Nous lançons, dans le cadre du colloque « Moderne / modernisme. Qu’est-ce que la modernité en art ? » un appel à contribution pour doctorants et postdoctorants. Il s’agira, dans ce colloque, d’interroger la spécificité des revendications de la modernité en art, en dégageant des structures communes aux différentes revendications de modernité et de rupture dans l’histoire de l’art.

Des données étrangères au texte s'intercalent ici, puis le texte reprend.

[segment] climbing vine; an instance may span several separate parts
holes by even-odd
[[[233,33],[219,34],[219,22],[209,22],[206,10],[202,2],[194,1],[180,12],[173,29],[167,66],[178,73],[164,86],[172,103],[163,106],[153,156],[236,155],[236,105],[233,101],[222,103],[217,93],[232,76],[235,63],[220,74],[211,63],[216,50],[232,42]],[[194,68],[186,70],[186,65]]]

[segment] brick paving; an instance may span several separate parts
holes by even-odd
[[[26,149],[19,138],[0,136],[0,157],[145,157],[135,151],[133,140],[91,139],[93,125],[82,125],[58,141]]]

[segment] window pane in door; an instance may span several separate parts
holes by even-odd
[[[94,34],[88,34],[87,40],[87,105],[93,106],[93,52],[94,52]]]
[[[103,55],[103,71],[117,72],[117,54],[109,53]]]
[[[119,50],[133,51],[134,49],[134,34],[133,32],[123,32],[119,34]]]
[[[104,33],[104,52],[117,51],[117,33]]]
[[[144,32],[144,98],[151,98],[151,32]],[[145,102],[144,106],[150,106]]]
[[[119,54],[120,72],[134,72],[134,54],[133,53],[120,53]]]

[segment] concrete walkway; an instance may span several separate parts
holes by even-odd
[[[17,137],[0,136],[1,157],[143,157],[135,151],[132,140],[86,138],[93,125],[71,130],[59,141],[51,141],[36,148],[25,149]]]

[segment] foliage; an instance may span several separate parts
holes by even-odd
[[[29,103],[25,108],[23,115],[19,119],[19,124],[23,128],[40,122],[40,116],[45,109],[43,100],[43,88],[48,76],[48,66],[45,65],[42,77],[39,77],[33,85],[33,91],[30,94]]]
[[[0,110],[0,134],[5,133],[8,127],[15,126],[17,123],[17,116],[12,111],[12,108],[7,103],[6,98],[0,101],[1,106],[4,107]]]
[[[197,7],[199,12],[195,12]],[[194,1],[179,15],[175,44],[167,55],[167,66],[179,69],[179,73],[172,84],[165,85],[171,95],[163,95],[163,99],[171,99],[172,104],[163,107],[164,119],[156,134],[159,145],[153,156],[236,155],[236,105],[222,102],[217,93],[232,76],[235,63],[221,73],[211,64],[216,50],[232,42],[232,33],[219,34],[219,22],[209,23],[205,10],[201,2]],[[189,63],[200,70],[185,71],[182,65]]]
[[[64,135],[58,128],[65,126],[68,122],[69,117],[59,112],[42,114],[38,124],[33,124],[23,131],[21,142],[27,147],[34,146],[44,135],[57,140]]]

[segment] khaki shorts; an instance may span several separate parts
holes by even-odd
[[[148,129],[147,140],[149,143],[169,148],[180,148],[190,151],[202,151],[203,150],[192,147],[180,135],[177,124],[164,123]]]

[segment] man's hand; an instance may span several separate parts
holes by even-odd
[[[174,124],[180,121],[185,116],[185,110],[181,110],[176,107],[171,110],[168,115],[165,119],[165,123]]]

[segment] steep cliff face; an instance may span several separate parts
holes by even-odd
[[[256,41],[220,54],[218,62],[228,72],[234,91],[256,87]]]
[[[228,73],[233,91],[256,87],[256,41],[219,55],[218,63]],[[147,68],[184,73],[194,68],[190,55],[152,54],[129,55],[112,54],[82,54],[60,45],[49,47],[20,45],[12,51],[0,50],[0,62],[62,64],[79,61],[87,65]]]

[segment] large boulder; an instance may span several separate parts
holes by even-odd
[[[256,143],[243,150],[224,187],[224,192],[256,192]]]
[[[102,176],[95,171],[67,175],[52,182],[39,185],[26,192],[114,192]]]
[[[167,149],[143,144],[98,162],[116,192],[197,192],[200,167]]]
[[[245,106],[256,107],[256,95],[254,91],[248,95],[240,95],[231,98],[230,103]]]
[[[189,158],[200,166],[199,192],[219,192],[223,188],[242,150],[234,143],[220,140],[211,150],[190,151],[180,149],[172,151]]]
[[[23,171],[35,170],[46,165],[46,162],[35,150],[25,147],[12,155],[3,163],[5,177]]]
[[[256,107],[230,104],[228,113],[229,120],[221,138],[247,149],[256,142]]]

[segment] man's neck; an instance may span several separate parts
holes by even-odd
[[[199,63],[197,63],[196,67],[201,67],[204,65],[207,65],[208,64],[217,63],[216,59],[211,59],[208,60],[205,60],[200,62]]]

Le colloque « Moderne/modernisme. Qu’est-ce que la modernité en art ? » veut explorer les réseaux sémantiques dans lesquels « le moderne » est pris afin de mieux cerner la façon dont se construit un concept qui s’avère moins descriptif que normatif. De ce point de vue, la question de savoir quand commence la modernité artistique est assez secondaire. Vouloir repérer une origine historique, une œuvre incarnant la rupture, conduit à une régression : s’il existe de bons arguments pour soutenir que Manet a introduit la modernité en peinture (notamment depuis Michael Fried, La Place du spectateur, 1990), il y en a également en faveur de Courbet… et de Turner avant lui. Si la question de la datation historique est pertinente, c’est plutôt au sens où chaque positionnement d’un début engage une certaine conception de ce que devrait être l’art. Faire du Déjeuner sur l’herbe le premier tableau moderne, c’est juger de la réussite d’une œuvre en fonction d’un traitement précis de la spatialité ou du motif et, plus généralement, en fonction d’une certaine définition de l’art érigée en norme – à savoir ici une « peinture sans autre signification que peindre » (Bataille, Manet, 1955). Que le moderne soit une valeur apparaît en toute clarté avec le « modernisme » définissant l’art en termes de pureté, comme adéquation à son médium (Clement Greenberg, «Vers un nouveau Laocoon», 1940).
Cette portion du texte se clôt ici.